Those who have seriously reflected on the riches of the Mexican soil know that by means of a more careful cultivation, and without supposing any extraordinary labour in the irrigation of the soil, the portion of ground already under cultivation might furnish subsistence for a population eight or ten times more numerous. If the fertile plains of Atlixco, Cholula, and Puebla, do not produce very abundant harvests, the principal cause ought to be sought for in the want of consumers, and in the obstacles opposed by the inequality of the soil to the interior commerce of grain, especially to its carriage towards the Atlantic coast. We shall afterwards return to this interesting subject when we come to treat of the exportation from Vera Cruz.

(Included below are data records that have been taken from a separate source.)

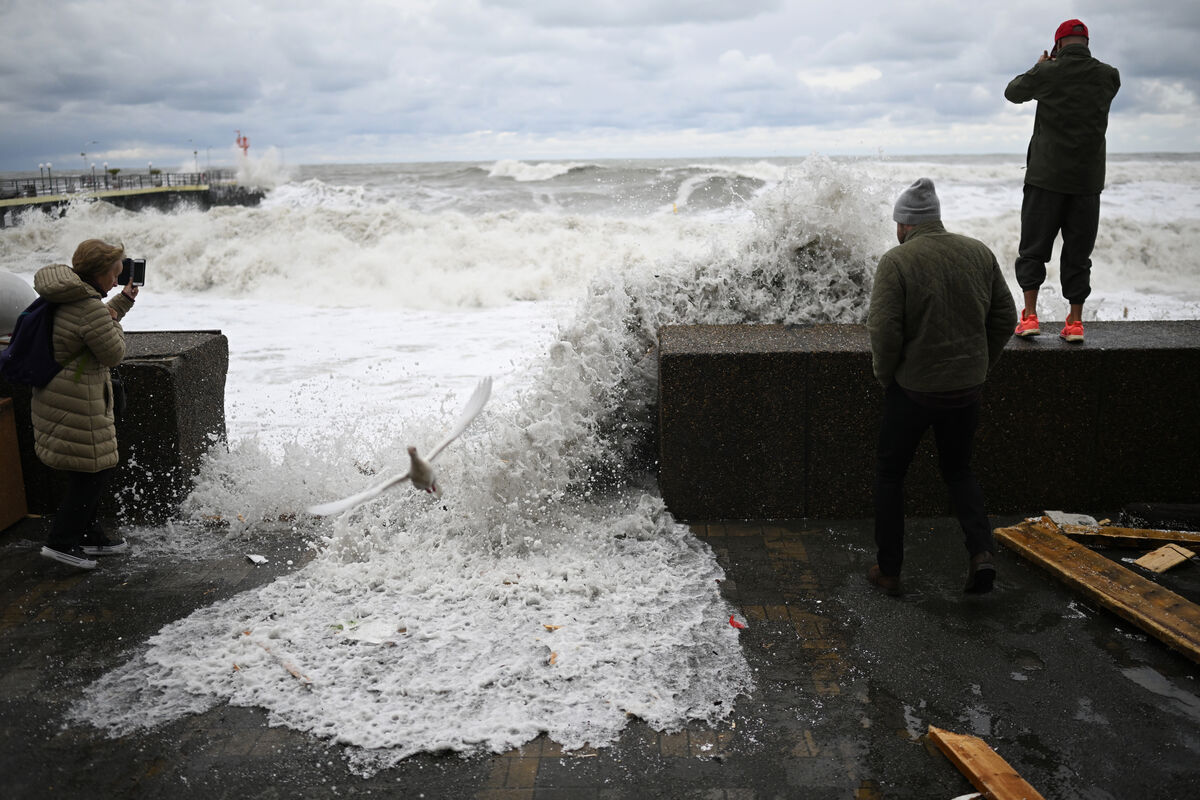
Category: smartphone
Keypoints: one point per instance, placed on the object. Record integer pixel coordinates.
(133, 271)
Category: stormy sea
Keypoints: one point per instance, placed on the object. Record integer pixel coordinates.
(549, 590)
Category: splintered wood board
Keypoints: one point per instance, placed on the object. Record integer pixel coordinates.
(1164, 558)
(983, 767)
(1157, 611)
(1139, 537)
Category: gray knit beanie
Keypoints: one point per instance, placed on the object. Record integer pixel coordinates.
(918, 204)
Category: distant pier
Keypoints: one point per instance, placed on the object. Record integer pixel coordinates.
(162, 191)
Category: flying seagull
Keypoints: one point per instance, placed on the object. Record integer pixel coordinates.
(420, 473)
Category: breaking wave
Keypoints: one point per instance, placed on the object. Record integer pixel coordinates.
(550, 590)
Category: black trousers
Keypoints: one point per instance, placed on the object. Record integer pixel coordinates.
(905, 422)
(1044, 214)
(76, 518)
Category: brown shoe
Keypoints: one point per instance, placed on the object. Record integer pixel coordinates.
(981, 573)
(888, 583)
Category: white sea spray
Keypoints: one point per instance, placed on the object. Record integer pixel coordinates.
(550, 590)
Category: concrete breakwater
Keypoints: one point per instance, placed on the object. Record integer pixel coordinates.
(767, 421)
(174, 385)
(162, 198)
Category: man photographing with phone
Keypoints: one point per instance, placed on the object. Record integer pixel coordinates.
(1063, 170)
(75, 414)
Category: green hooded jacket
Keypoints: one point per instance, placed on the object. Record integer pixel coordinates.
(941, 312)
(1074, 92)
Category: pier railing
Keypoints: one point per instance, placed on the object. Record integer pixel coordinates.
(59, 185)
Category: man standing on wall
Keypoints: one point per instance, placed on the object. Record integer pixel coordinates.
(1063, 170)
(940, 317)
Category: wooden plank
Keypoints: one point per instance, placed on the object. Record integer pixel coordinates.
(983, 767)
(1164, 558)
(1157, 611)
(1139, 537)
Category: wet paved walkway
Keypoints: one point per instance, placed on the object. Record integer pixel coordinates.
(847, 681)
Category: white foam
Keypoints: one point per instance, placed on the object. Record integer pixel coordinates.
(545, 523)
(522, 172)
(358, 325)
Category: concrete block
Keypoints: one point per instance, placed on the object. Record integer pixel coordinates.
(12, 485)
(733, 426)
(175, 390)
(762, 421)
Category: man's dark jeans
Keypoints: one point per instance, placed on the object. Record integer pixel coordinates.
(1044, 214)
(905, 422)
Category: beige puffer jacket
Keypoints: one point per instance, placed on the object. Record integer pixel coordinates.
(73, 426)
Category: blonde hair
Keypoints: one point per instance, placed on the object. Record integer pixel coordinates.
(95, 257)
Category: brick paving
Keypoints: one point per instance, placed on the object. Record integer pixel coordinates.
(847, 681)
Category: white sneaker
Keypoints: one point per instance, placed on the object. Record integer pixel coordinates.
(107, 547)
(73, 557)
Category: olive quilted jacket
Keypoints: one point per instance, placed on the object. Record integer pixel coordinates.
(73, 426)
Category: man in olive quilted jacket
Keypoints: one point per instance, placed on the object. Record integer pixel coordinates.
(940, 317)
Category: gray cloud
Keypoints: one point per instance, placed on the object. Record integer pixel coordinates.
(508, 78)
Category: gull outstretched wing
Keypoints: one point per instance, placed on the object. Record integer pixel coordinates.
(345, 504)
(474, 405)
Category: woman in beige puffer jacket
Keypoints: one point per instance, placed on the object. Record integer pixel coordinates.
(73, 425)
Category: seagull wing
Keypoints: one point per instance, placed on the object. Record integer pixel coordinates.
(474, 405)
(346, 504)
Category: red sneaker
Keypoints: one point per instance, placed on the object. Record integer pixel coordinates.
(1073, 331)
(1029, 325)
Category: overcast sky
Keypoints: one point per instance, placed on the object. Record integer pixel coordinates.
(372, 80)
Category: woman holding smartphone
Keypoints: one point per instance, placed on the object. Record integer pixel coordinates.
(75, 428)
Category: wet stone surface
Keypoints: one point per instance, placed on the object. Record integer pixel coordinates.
(847, 681)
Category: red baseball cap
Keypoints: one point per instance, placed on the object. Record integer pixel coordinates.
(1071, 28)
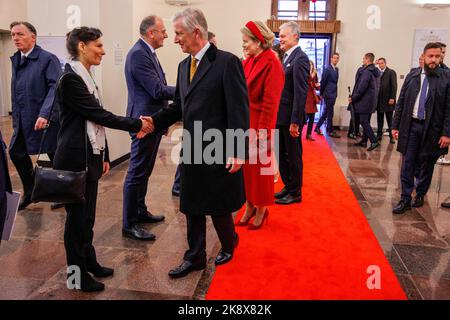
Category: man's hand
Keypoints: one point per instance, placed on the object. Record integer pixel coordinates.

What is actually the produce of the grain harvest in the whole of New Spain? We can conceive how difficult must be the resolution of this problem in a country where the government, since the

death of the Count de Revillagigedo, has been very unfavourable to statistical researches. In France, even the estimations of Quesnay, Lavoisier, and Arthur Young, vary from forty-five and fifty to seventy-five millions of septiers of 117 kilogrammes in weight*. I have no positive data as to the quantity of rye and oats reaped in Mexico, but I conceive myself enabled to calculate approximately the mean produce of wheat. The most sure estimate in Europe is the computed consumption of each individual. This method was successfully employed by MM. Lavoisier and Arnould; but it is a method which cannot be followed in the case of a population composed of very heterogeneous elements. The Indian and Mestizoe, the inhabitants of the country, are only fed on maize and manioc bread. The white Creoles who live in great cities consume much more wheaten bread than those who habitually live on their farms. The capital, which includes more than 33,000 Indians, requires annually 19 millions of kilogrammes of flour. This consumption is almost the same as that of the cities of Europe of an equal population; and if, according to this basis, we were to calculate the consumption of the whole kingdom of New Spain, we should attain to a result which would be five times too high.

* 11,620, 12,911, and 19,366 millions of pounds avoird. Trans.